Two special online commissions from artists committing to world building beyond the walls of the gallery space:

  • Seema Mattu presents BERWICKWORLD an online commission in collaboration with New Art City including the World premiere of the film NO BLASPHEMIES.
  • Danielle Brathwaite-Shirley presents “When Amongst Our Own” an online work produced and commissioned by Berwick Film & Media Arts Festival, Circuit NZ, New Zealand and Spike Island, Bristol.

The Festival will also showcase the ongoing research and performance practices of:

  • Sharlene Bamboat whose If From Every Tongue it Drips is co-presented with Open City Documentary Film Festival, in a new captioned version in collaboration with Collective Text in Glasgow.
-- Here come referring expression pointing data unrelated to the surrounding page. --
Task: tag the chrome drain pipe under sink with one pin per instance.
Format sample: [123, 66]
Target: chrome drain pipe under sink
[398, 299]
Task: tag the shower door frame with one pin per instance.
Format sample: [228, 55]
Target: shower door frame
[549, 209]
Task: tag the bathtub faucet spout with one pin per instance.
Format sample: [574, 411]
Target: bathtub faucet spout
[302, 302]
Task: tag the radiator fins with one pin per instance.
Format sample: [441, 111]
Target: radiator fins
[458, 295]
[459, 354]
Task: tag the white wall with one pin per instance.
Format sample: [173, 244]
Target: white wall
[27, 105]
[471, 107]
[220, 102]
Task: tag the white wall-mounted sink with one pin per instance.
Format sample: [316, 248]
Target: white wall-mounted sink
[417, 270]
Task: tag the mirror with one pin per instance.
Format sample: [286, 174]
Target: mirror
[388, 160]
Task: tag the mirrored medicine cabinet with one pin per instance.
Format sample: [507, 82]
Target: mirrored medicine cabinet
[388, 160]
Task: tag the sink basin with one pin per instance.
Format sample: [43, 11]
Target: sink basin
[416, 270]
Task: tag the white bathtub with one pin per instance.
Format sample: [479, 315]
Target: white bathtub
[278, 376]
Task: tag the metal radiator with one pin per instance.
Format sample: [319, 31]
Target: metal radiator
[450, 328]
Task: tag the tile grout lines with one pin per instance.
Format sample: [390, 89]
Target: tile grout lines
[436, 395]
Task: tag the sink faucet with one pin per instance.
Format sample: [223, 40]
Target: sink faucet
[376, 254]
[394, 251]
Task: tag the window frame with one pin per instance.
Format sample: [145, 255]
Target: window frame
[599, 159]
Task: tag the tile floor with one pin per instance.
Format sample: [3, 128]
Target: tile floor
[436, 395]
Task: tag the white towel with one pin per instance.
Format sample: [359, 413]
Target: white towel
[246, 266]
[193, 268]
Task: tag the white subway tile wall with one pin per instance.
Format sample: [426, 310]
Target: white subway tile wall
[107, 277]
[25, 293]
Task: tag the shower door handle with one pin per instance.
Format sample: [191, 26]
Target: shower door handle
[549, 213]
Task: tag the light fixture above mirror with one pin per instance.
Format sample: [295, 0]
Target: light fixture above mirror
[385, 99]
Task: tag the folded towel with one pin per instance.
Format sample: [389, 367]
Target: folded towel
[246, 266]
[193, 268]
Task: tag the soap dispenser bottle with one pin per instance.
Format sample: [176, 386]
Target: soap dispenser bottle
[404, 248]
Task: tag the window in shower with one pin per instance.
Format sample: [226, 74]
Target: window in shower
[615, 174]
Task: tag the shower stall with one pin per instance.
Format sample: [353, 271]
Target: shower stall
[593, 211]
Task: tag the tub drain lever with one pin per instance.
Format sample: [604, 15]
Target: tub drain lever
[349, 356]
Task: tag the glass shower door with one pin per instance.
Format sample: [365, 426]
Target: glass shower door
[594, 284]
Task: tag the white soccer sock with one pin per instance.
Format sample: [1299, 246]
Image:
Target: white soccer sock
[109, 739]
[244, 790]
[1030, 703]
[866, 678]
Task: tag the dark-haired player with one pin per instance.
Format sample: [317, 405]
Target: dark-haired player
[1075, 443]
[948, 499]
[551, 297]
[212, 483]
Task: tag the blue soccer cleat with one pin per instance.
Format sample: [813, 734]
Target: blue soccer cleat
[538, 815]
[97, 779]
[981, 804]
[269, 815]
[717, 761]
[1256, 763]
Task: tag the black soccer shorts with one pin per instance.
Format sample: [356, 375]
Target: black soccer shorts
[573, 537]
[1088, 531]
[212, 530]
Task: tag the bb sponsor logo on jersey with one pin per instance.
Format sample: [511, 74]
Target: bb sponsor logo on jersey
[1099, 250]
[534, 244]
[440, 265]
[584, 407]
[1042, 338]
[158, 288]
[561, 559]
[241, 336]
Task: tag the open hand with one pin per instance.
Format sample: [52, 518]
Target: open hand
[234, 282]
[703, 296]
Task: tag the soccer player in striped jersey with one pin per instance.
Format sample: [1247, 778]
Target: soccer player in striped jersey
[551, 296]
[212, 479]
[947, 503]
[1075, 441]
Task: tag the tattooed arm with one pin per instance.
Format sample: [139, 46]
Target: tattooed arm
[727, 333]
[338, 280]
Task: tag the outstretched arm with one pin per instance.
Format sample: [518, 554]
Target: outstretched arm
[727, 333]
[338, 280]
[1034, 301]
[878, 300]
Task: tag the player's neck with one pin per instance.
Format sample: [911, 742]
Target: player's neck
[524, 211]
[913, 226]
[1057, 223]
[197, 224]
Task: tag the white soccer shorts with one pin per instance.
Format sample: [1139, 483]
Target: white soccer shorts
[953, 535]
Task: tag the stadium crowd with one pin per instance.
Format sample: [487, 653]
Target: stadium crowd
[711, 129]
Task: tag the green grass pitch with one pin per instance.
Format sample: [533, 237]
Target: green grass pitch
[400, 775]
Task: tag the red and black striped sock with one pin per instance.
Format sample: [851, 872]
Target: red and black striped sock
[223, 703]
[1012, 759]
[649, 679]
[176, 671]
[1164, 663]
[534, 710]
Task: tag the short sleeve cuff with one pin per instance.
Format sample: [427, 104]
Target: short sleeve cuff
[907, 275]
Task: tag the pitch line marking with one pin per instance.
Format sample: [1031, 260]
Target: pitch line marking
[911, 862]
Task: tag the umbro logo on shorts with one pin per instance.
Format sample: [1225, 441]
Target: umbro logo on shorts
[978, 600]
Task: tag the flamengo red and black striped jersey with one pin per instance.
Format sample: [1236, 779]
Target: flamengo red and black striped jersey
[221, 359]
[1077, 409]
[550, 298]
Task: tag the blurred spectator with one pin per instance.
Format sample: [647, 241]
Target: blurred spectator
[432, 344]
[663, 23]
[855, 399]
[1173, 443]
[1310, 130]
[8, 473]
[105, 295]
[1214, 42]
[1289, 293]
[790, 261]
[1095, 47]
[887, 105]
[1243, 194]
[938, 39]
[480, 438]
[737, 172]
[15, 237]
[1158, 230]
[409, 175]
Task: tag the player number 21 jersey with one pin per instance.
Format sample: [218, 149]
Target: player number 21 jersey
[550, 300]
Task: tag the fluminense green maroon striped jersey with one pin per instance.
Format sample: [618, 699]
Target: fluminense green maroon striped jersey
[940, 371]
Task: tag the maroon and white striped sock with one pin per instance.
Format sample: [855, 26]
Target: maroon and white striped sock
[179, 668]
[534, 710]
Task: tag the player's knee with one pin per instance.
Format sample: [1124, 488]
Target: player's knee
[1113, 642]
The programme features a specially commissioned video performance by Toronto-based musician Nick Dourado and writer-programmer Aaditya Agarawal, who trace the cultural lineages of music in the film spanning geographies, language and social movements.
  • Sung Hwan Kim who presents Hair is a Piece of Head, the first part of “A Record of Drifting Across the Sea” (2017–ongoing), a multi-part research work comprising short films, books, and installations, grounded in the artist’s exploration of the histories of Korean immigration to the United States at the turn of the twentieth century.
  • Zia Anger and movement artist Monica Mirabile will create a performative conversation, looking at their collaborative practice and towards a hypothetical future work.

Essential Cinema

Essential Cinema is our pluralist retrospective series that provides a revisionist view of what might be considered canonical works of cinema. This year our selection brings new restorations and digitisations that evoke connections between political and spiritual awakenings, taking in projects from India, Cuba, USA and Palestine.
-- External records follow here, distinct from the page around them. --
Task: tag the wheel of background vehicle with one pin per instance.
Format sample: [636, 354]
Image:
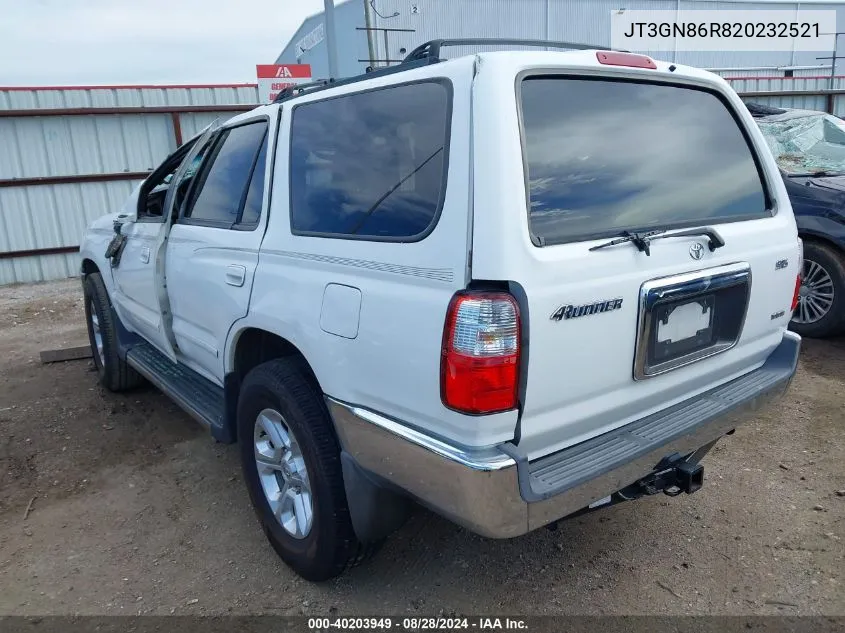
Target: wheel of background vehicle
[821, 299]
[291, 463]
[114, 373]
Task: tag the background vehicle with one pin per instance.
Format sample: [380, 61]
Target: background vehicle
[467, 283]
[809, 147]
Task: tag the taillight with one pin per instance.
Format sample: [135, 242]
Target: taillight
[479, 364]
[619, 58]
[796, 294]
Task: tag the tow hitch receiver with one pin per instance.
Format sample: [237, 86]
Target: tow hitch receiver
[673, 475]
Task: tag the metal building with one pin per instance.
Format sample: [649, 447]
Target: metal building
[379, 32]
[69, 154]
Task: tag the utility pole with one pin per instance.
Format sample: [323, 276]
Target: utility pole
[331, 46]
[830, 105]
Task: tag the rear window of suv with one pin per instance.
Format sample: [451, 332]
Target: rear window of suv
[608, 156]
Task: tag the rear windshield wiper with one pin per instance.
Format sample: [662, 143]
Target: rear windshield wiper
[643, 240]
[640, 240]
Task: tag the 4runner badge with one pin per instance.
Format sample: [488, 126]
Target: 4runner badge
[572, 312]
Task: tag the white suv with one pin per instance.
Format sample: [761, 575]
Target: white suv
[510, 286]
  • John AbrahamAmma Ariyan (Report to Mother) ∙ 1986 ∙ India ∙ 1h55min ∙ Recently restored, with thanks to the National Film Archive of India for their generosity in allowing us to present
  • Sara GomezDe cierta manera (One Way or Another) ∙ 1974-1977 ∙ Cuba ∙ 73min ∙ Restored in 2021 by Arsenal – Institut für Film und Videokunst
  • S. Pearl SharpBack Inside Herself ∙ 1984 ∙ US ∙ 5min ∙ Newly digitised by Cinenova
  • The ongoing restoration efforts of The Void Project‘s founder Azza el Hassan is spotlighted through her selection of films produced by the Palestine Film Institute in Jordan and Lebanon during the revolutionary years of Palestinian Cinema.

Work in Progress

Returning for a second edition, Work in Progress is a Berwick Film & Media Arts Festival programme strand highlighting forthcoming feature-length films.

For 2021’s Work in Progress, we will focus on Congolese director and visual artist Nelson Makengo’s Rising Up at Night (2022), his feature film debut currently in production. Rising Up at Night is a co-production between Democratic Republic of the Congo, Belgium, Germany and Burkina Faso. We will discuss the work in progress while also sharing a previous short directed by Makengo as part of the Festival’s online programme.